Thursday, May 18, 2006

“O Horto da minha Amada” de Alfredo Bryce Echenique (Dom Quixote)


O Horto da minha Amada é uma divertida sátira social visando a alta sociedade limenha dos anos cinquenta, onde se critica o preconceito e a hipocrisia das elites conservadoras. Um romance contado num estilo reflexivo, cheio de meandros e apartes que são autênticas cutiladas sociais. O humor corrosivo de Echenique e a linguagem brejeira, isenta de vulgaridade, tornam a obra muito apetecível de ler, aliviando a pesada construção frásica a la Saramago.

A trama de O Horto da minha Amada gira à volta do adolescente Carlitos Alegre, um jovem estudante que aspira a entrar na Faculdade de Medicina, oriundo de uma das mais tradicionais famílias da alta sociedade de Lima. Carlitos trava conhecimento com dois personagens burlescos – os gémeos Céspedes – dois alpinistas sociais, provenientes de uma família nobre e arruinada que o Autor, de uma forma mordaz, coloca a viver na Rua da Amargura, um bairro que já foi residencial, mas que se encontra em estado adiantado de degradação.

Algumas das cenas mais divertidas da obra têm precisamente a ver com estes dois personagens, principalmente com as complicadas manobras de que se servem para ingressar na alta sociedade à caça de uma rica herdeira de boas famílias. O ridículo de que são revestidas as suas atitudes é enfatizado pelas tentativas patéticas de mostrarem aquilo que não são e sobretudo aquilo que não têm.

E a porta de entrada de que, descaradamente, se servem é a ingenuidade de Carlitos Alegre. Brilhante nos estudos, com uma excelente capacidade dedutiva, criativo e possuidor de uma fértil imaginação, à qual se junta uma extraordinária tendência para associar ideias, Carlitos é, em relação aos aspectos mais práticos da vida, extremamente distraído. E, por isso mesmo, um alvo fácil para os dois oportunistas que o utilizam, sem quaisquer pruridos em relação à ética – palavra que parece não figurar nos seus dicionários –, nos seus esquemas.

A boçalidade dos gémeos, conjugada com uma presunção sem limites, oferece um amplo leque de situações hilariantes. À infindável lista de gaffes perpetradas pelos gémeos, soma-se o sarcasmo mordaz do Autor cuja linguagem faz, por vezes, lembrar as cantigas de escárnio e maldizer. Duas características que tornam o romance especialmente apetitoso para o leitor minimamente dotado de sentido de humor e capacidade crítica.

Por outro lado, Carlitos Alegre, filho do conceituadíssimo Doutor Alegre, conhece a bela e sensual Natalia de Larrea, uma mulher de físico apenas equiparável ao de Ava Gardner. Milionária, com uma árvore genealógica que ascende até aos primeiros colonizadores do Perú, a jovem, trintona e divorciada, é cobiçadíssima inclusive pelas mais altas figuras da política e da alta-finança. Que não lhe perdoam o terem sido preteridas por um adolescente. Para cúmulo, existe uma diferença de idades de cerca de quinze anos entre os dois, o que é mais do que motivo para escandalizar as mentalidades mais conservadoras e puritanas da cidade. Tudo isto despoleta uma avalanche de tentativas de boicote ao romance, vindas de várias frentes: pretendentes rejeitados, família, amigos e conhecidos que não aceitam a exposição de uma situação, no seu entender, aberrante.

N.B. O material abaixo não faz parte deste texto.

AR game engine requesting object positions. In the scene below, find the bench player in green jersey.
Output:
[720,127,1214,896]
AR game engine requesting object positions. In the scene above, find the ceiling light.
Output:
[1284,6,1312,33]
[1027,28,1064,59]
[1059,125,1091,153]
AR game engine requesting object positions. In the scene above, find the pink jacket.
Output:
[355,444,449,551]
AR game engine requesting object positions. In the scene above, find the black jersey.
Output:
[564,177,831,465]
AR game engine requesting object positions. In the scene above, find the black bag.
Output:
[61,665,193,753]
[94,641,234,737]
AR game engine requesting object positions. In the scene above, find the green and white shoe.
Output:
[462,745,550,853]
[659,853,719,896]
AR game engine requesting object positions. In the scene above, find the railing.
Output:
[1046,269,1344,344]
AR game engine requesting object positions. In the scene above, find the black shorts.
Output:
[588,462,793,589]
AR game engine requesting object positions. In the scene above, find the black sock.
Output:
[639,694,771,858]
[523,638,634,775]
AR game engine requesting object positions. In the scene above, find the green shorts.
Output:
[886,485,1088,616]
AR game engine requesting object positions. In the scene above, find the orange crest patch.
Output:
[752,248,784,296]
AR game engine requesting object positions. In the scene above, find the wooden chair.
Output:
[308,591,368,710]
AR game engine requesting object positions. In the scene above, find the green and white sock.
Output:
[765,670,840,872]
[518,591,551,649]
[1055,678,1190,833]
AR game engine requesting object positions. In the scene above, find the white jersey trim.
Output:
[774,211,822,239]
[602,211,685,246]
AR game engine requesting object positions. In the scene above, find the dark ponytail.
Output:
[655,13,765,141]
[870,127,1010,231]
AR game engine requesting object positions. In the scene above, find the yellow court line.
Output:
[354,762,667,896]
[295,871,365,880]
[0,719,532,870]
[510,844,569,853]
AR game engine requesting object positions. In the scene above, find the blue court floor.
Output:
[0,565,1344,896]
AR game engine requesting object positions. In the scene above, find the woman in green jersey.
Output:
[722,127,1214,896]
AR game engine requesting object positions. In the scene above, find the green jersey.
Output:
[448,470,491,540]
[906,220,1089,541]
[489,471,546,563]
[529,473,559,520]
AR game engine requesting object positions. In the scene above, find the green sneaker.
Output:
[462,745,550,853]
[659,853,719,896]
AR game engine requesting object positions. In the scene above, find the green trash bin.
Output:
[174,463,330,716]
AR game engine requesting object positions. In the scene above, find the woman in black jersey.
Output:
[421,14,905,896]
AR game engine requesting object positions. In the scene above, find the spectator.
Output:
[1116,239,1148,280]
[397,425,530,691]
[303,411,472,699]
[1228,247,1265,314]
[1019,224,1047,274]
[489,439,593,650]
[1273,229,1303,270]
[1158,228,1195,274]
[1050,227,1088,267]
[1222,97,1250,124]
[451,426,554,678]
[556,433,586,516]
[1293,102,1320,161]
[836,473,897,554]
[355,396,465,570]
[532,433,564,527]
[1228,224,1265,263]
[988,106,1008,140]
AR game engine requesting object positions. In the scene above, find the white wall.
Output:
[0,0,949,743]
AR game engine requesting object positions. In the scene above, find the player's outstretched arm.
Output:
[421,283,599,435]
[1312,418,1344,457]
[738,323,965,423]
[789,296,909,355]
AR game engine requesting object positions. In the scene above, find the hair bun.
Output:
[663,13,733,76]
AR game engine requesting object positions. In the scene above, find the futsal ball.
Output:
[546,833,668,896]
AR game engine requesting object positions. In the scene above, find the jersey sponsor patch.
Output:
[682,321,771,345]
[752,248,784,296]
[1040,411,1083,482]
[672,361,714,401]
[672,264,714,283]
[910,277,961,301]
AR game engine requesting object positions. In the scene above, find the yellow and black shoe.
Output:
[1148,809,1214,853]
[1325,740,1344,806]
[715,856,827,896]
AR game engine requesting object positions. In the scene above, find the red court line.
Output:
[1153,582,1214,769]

Natalia passa a ser vista como uma mulher fatal, corruptora de menores e, por isso, voltada ao ostracismo pela hipocrisia de quem pretende exibir uma aparência impoluta (apenas a aparência…). De forma que, aos dois amantes, nada mais resta do que refugiarem-se no horto de Natalia, uma casa de campo afastada da cidade, onde podem dar largas à fantasia e livre expressão aos seus afectos.

No horto, o casal conta com a cumplicidade dos caseiros – um casal de italianos imigrados no Perú – e do sisudo Molina, o motorista de ar aristocrático e de aspecto nórdico, quase tão invejado pelos irmãos Céspedes como a limousine que conduz. A protecção de Molina, sempre que ajuda Carlitos a sair das complicadas tramas em que o envolvem os gémeos Céspedes, juntamente com o seu humor britânico e a acidez do seu sentido crítico, tornam-no num personagem especialmente simpático do ponto de vista do leitor.

O mesmo se passa com a ternurenta mulher-criança Melanie Smith cuja amizade com Carlitos Alegre vai, progressivamente, aumentando à medida que a trama progride. É graças a Mélanie que nos apercebemos que a paixão de Carlitos e Natalia é de tal forma absorvente que quase impede qualquer outro tipo de contacto social. E é, também, através da candura da ruivinha aristocrata anglo-peruana que tomamos consciência da falta de uma companhia da mesma idade com o mesmo tipo de linguagem e interesses na vida de Carlitos Alegre.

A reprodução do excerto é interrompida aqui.